Capturing the Rhythm of
Downtown Santa Monica
Santa Monica Centric
Getting misty-eyed at Fritto Misto
By Kevin Herrera

When asked to reflect on what it means to have so much support from those who have dined at his Italian restaurant Fritto Misto over the last 29 years, Robert Kerr transforms from a calculating business owner into a big softy, fighting back tears while apologizing for "getting emotional." 
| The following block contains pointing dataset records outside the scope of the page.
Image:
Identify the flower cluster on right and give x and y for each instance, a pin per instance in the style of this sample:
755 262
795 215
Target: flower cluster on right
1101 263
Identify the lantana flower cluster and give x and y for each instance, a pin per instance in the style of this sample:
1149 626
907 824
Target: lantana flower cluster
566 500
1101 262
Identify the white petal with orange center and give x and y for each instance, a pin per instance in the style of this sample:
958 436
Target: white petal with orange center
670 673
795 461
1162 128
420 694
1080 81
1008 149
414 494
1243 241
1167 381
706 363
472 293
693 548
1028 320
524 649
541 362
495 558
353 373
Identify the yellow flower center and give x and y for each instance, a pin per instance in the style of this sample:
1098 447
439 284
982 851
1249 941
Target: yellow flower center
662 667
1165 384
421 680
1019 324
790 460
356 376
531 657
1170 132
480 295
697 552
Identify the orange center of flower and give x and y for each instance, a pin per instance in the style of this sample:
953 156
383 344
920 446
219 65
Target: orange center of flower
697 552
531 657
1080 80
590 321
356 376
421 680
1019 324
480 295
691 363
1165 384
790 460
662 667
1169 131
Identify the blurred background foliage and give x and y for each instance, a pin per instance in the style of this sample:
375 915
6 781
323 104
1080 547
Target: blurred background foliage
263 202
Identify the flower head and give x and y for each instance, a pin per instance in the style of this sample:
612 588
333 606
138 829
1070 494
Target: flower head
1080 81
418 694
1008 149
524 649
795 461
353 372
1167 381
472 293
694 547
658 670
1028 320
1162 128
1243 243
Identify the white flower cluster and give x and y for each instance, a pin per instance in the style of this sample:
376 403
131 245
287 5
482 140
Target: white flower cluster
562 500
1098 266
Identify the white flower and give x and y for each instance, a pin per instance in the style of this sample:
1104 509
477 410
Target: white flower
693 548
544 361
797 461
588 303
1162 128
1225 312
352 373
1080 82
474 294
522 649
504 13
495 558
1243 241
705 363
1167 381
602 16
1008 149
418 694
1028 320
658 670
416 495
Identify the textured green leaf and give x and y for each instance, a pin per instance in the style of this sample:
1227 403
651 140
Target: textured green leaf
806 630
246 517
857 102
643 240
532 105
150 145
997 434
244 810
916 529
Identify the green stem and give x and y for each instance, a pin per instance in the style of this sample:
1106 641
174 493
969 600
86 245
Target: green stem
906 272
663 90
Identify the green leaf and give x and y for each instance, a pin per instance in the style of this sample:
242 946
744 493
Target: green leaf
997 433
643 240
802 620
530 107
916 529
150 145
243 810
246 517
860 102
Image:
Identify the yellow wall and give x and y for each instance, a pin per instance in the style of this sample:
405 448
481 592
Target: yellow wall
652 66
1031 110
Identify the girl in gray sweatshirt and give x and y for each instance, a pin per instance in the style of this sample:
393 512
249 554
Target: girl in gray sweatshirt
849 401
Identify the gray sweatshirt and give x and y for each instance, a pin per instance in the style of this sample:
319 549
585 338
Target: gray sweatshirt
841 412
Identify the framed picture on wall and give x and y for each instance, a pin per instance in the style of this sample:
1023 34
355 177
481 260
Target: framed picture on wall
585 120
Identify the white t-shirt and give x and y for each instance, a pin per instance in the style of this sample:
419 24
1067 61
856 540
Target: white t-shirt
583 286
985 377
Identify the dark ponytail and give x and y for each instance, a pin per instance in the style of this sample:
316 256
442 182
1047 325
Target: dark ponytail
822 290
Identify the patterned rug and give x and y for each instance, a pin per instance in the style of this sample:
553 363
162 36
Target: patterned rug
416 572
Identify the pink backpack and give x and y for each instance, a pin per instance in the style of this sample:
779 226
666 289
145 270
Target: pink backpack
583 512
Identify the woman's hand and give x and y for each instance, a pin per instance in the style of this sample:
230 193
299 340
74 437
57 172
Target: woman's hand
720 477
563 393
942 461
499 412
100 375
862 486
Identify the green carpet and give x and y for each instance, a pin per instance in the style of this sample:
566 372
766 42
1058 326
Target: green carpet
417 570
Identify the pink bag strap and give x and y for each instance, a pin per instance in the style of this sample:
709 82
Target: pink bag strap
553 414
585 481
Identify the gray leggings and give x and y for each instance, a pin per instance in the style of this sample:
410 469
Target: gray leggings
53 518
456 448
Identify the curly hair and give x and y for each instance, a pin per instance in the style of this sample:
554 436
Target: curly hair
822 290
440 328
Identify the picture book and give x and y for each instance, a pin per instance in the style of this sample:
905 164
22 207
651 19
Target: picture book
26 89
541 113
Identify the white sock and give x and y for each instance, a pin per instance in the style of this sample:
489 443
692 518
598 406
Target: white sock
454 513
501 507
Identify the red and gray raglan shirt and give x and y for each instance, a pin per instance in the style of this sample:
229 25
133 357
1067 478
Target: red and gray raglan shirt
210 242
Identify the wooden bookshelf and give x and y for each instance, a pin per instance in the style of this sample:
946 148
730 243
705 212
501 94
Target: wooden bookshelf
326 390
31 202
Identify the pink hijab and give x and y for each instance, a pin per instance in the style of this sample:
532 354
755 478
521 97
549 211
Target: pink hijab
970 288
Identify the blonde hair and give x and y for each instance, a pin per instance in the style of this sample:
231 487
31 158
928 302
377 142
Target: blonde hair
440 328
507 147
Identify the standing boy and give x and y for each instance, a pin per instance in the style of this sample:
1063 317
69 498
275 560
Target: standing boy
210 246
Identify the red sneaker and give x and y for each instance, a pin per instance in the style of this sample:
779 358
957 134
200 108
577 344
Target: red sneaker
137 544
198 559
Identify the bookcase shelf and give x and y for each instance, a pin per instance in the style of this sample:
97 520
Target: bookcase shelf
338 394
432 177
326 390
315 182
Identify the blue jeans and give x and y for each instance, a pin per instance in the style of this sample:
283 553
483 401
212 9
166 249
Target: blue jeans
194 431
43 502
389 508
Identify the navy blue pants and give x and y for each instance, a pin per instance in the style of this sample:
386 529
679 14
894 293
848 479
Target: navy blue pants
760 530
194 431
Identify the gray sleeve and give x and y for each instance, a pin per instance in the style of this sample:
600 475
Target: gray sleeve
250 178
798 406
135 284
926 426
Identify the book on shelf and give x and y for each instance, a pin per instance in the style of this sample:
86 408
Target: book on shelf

It's totally understandable when he tells the story of a young man who recently proposed to his girlfriend at the restaurant, a staple in Downtown Santa Monica, known for its generous portions and familial atmosphere. The man's parents first met at Fritto Misto decades ago. Kerr catered their wedding. Their son grew up eating Kerr's food following little league games, and now he was so fond of Fritto that he chose it as the place to make one of the most memorable moments of his life happen.


"I get very emotional. I know it may sound corny or silly, but I have an emotional commitment to  them," Kerr says of his loyal customers, many of whom he knows by name, as well as their favorite dishes. "There's a difference between a city and a community. A community is made up of places like this, where people can come together, be themselves, be comfortable, see people they know and get appreciation and recognition. That's unique, and it's becoming rarer and rarer these days." 

 

(Fritto Misto is known for its signature pasta dishes and for providing its customers with large portions.)

 


It's those relationships that prompted Kerr to remain in Downtown Santa Monica after the building where he's been serving his famous Pink Pillows, pumpkin ravioli and, of course, the restaurant's namesake, fried octopus, was purchased and the new owners received permits to replace it with a mixed-use housing project. He will soon be relocating to a former restaurant space at 620 Santa Monica Blvd., next to the Santa Monica Main Library. 


Kerr was contemplating retirement or moving the restaurant to a space further east on WIlshire Boulevard. He knew his regulars would always support him no matter where he went, but it was the occasional diner he was concerned about. He began surveying them and learned that roughly half of those eating there were tourists or people who either lived or worked in the neighborhood. Not wanting to disappoint them, and lose half his customer base, Kerr made the smart business decision to stay in downtown even though rents are higher. 


He promises not to change prices, nor reduce portions, important principles that have contributed to Fritto's longevity. It was during his college days at Cal Poly Pomona that Kerr and his close friend, Chaz Gaddie, who originally founded Fritto in 1990 after buying out a former restaurant named Florentyna's, developed their four pillars of success — offer a great value to customers, be consistent (ingredients are weighed so you get the same experience ever visit), recognize customers as individuals and treat them well, and maintain quality control. 


"It's never been about how much money we can squeeze out of it," said Kerr, who believes it's better to focus on the years ahead and not the next quarter's profits. The idea is to have people keep coming back, not stop in once, have an average experience and then never return. 

 

(Fritto Misto owner Bob Kerr and his son pose in front of his decorative plates.)

 


Fritto plans to move to its new location after the holidays, with some special events planned to reward those who visit. He will ensure the new restaurant looks and feels just like its predecessor, including bringing in his hand-crafted decorative dishes that hang in the main dining room, his signature wine-crate tables he built, and the rotating art pieces from locals. The only significant difference will be the new location's bar, which has a full liquor license. 


"We want to reassure people that it's the same old Fritto," he said. "You can still come in with flip-flops, but now you can have a margarita if you want." 


Kerr's son plans to take over the business in the coming years, with the goal of sticking around for another 30 years. 


"I like to say that we've reached cult status," Kerr said. "Places like The Pantry, Cole's, we've been around for so long that we've become part of the fabric of the city. When restaurants achieve that, if they don't do anything really stupid, they will continue to succeed. Well just keep doing it right."

 


Kevin Herrera is a former journalist turned marketing and communication expert, beer enthusiast, cyclist, cultural observer/commentator and expert on all things Downtown Santa Monica. He is currently the sr. marketing & communication manager for Downtown Santa Monica, Inc.